Le soleil brûlait sur les douces collines de la Toscane tandis que je flânais à travers les vignes poussiéreuses du domaine. La chaleur pesait lourdement sur ma peau, et la sueur ruisselait le long de mon dos. J’étais là pour laver la crasse et le sang de mon temps de soldat, pour chasser la douleur dans mes os et les démons dans ma tête. Une retraite de yoga — je l’avais réservée des mois auparavant, quand je pensais encore que le silence et la méditation pouvaient tout guérir. Mais cette première nuit, alors que je traversais la salle à manger, ce ne fut pas le calme qui me saisit, mais un regard qui me coupa le souffle. Au bout de la longue table, il était assis, un verre de vin rouge à la main, les doigts relâchés autour du pied. Ses yeux croisèrent les miens, et je me figeai. C’était Alessandro, mon camarade de l’armée. Nous nous étions séparés des années auparavant, après une mission en enfer, et je ne l’avais jamais oublié.
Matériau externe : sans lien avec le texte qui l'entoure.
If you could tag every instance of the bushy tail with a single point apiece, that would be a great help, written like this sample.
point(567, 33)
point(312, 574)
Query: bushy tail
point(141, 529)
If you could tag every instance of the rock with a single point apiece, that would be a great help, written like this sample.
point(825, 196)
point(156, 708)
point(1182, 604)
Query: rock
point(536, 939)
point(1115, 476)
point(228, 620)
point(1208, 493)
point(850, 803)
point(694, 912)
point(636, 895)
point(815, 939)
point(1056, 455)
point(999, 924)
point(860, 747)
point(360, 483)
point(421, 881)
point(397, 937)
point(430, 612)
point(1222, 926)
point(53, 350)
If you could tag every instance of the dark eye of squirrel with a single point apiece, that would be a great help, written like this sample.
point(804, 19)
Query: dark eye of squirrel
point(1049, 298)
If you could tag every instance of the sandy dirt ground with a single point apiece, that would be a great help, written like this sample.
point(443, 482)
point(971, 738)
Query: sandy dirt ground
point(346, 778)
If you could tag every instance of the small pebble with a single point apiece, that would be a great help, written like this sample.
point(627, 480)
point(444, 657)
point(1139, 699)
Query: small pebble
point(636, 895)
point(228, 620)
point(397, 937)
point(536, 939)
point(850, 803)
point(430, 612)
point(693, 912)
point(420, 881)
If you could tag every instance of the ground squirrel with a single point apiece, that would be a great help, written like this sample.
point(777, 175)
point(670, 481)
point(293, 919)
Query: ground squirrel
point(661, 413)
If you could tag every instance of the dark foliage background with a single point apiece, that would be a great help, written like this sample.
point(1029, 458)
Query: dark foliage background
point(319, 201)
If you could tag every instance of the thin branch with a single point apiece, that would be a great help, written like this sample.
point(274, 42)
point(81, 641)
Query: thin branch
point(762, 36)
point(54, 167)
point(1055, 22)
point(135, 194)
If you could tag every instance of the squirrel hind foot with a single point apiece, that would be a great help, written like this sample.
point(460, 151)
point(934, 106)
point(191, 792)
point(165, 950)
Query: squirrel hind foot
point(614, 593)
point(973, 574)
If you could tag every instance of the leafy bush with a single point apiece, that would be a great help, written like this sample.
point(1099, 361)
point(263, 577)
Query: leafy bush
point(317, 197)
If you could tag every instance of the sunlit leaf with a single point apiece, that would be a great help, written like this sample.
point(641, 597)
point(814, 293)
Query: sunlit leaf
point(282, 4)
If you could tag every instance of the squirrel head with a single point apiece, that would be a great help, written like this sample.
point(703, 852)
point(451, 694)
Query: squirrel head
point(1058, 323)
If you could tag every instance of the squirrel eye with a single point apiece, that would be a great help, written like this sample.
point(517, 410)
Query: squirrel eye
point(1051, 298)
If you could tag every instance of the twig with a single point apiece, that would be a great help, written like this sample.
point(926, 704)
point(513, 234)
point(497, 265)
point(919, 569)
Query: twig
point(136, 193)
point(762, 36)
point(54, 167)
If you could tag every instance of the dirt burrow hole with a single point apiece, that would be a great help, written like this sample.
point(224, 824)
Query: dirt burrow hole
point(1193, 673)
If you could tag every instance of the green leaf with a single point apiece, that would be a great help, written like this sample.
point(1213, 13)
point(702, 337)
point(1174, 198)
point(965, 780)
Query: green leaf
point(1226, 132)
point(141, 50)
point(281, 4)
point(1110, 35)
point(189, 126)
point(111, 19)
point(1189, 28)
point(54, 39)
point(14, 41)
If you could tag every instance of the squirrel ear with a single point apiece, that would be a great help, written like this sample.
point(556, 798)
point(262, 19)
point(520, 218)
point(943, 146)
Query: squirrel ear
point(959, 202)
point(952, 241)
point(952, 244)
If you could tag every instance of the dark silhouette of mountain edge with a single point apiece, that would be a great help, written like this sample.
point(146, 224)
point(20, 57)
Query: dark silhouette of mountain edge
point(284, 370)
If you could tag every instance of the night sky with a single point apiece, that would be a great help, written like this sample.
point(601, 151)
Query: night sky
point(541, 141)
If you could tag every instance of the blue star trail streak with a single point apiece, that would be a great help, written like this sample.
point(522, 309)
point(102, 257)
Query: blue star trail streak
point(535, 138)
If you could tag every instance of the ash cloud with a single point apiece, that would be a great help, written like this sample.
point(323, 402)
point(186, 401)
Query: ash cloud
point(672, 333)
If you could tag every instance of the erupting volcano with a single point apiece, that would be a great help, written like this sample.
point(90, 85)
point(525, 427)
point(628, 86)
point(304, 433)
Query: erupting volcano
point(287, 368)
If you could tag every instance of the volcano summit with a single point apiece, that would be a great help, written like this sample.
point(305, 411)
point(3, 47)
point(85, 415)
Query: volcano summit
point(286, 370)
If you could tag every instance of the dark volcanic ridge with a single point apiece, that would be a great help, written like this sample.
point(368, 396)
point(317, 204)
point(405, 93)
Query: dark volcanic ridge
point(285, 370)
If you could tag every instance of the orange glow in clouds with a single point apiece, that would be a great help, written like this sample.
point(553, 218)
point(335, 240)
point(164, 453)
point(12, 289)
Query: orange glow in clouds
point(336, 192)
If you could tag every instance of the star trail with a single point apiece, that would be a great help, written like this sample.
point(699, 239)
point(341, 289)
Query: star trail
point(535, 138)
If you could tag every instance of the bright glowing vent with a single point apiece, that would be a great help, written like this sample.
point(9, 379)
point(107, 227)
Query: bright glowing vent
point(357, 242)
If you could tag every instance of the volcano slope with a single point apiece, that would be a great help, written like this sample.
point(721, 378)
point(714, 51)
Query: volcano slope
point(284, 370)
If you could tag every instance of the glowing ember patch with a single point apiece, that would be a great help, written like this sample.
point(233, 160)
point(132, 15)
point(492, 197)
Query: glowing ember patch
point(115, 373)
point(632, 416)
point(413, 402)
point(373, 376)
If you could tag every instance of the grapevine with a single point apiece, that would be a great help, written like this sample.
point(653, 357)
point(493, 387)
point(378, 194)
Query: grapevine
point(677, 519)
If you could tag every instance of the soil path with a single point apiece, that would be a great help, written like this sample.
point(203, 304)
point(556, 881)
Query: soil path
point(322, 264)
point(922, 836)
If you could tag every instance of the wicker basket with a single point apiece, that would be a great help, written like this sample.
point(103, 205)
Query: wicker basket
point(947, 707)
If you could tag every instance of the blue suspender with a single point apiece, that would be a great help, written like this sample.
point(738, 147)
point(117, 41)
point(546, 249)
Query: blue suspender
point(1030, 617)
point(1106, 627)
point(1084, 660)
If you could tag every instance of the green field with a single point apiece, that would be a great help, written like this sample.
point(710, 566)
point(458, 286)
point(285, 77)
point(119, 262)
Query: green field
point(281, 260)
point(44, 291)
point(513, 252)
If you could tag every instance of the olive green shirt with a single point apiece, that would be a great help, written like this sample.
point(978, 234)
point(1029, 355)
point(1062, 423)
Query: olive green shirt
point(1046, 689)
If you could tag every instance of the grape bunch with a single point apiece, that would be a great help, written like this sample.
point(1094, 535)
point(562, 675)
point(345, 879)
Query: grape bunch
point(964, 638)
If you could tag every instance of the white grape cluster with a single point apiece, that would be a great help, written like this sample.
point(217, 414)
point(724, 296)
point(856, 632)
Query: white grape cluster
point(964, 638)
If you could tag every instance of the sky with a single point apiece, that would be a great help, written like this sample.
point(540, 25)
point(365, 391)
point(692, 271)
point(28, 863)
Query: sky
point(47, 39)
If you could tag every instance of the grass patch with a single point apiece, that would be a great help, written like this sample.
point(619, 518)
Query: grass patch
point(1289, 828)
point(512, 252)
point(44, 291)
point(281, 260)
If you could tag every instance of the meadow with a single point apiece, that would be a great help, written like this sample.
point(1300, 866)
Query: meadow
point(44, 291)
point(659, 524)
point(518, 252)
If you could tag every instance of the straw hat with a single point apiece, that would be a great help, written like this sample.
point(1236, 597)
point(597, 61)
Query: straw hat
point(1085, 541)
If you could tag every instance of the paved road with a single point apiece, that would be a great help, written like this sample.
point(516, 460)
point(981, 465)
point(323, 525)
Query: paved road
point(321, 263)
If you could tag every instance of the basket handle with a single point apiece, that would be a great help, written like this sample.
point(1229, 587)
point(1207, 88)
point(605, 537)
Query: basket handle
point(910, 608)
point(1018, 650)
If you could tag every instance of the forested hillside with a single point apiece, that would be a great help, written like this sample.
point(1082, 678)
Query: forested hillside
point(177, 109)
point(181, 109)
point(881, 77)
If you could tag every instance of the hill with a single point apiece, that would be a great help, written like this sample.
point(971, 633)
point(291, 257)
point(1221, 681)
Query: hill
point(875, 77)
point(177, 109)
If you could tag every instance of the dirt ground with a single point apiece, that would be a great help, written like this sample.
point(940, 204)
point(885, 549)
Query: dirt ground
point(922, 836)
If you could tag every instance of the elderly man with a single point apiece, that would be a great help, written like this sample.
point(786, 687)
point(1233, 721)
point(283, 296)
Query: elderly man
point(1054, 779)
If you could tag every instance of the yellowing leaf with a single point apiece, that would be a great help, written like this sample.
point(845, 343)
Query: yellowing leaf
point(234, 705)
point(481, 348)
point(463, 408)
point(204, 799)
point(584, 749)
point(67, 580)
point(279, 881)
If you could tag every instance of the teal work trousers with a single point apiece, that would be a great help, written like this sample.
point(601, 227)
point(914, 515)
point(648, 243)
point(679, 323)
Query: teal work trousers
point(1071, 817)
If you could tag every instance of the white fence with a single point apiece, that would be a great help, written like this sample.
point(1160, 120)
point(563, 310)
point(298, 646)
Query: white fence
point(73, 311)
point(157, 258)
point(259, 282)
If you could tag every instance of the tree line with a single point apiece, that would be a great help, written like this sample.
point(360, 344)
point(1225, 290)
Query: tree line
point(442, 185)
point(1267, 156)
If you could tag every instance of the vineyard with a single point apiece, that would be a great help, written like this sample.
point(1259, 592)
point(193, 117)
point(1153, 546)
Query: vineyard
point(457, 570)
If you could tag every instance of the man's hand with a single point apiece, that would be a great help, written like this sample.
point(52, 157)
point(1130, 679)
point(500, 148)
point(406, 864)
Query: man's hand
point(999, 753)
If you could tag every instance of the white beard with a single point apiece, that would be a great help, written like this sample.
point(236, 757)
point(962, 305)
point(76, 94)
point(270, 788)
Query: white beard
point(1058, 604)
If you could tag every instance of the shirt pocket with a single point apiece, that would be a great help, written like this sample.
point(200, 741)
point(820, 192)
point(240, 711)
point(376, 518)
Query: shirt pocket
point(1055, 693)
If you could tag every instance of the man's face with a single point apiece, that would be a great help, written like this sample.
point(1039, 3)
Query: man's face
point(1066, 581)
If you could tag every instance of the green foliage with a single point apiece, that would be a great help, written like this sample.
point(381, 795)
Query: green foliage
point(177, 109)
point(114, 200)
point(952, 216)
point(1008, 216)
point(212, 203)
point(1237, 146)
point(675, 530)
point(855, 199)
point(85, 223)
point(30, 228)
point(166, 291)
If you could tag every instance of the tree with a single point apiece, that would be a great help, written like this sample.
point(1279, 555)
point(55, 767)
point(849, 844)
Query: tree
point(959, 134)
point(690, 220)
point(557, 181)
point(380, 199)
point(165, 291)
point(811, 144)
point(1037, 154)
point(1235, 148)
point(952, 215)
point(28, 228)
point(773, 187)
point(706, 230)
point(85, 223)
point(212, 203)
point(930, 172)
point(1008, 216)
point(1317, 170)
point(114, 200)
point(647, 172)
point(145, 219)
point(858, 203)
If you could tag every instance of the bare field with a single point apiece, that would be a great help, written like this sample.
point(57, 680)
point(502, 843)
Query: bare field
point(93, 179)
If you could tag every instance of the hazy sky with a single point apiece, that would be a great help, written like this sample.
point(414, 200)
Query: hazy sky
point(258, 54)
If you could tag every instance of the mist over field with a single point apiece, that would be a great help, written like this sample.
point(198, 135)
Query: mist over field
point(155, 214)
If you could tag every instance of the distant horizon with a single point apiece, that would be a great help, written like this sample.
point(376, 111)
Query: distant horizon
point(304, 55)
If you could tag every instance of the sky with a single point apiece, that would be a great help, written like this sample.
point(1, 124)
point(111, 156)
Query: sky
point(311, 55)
Maintenant, il me souriait, et son sourire était comme un couteau qui se plantait dans ma poitrine. Je m’assis à côté de lui, et l’air entre nous crépitait de choses inexprimées. Nous parlâmes pendant des heures, des vieux temps, des femmes, des nuits où nous nous étions maintenus en vie l’un l’autre. Sa voix était profonde, rauque, et chaque mot me rendait plus brûlante. Je sus à cet instant que cette semaine ne serait pas faite que de méditation.
Les jours passaient dans un mélange de tension et de désir. Nous nous retrouvions au yoga, nos corps bougeaient en synchronie, mais je ne pouvais m’empêcher de fixer son corps. Sous le tissu fin de son short, chaque muscle se dessinait. Quand il se penchait en avant, je voyais la courbe de ses fesses, fermes et rondes, et je devenais brûlante entre les jambes. Nous marchions à travers les vignes, et le soleil faisait briller sa peau. Je lui parlais des cauchemars qui me poursuivaient, et il écoutait, hochait la tête, posait sa main sur mon épaule. Son contact brûlait à travers le tissu fin de mon t-shirt. Je voulais plus. Chaque sourire de sa part rendait ma chatte humide, chaque regard dans ses yeux me faisait trembler. Je savais qu’il le ressentait aussi. Quand nous nous asseyions en face l’un de l’autre au dîner, son regard glissait sans cesse vers mon décolleté, vers mes lèvres, vers mes mains que j’enroulais autour de mon verre de vin. La tension était insupportable, et j’aspirais au moment où nous la briserions.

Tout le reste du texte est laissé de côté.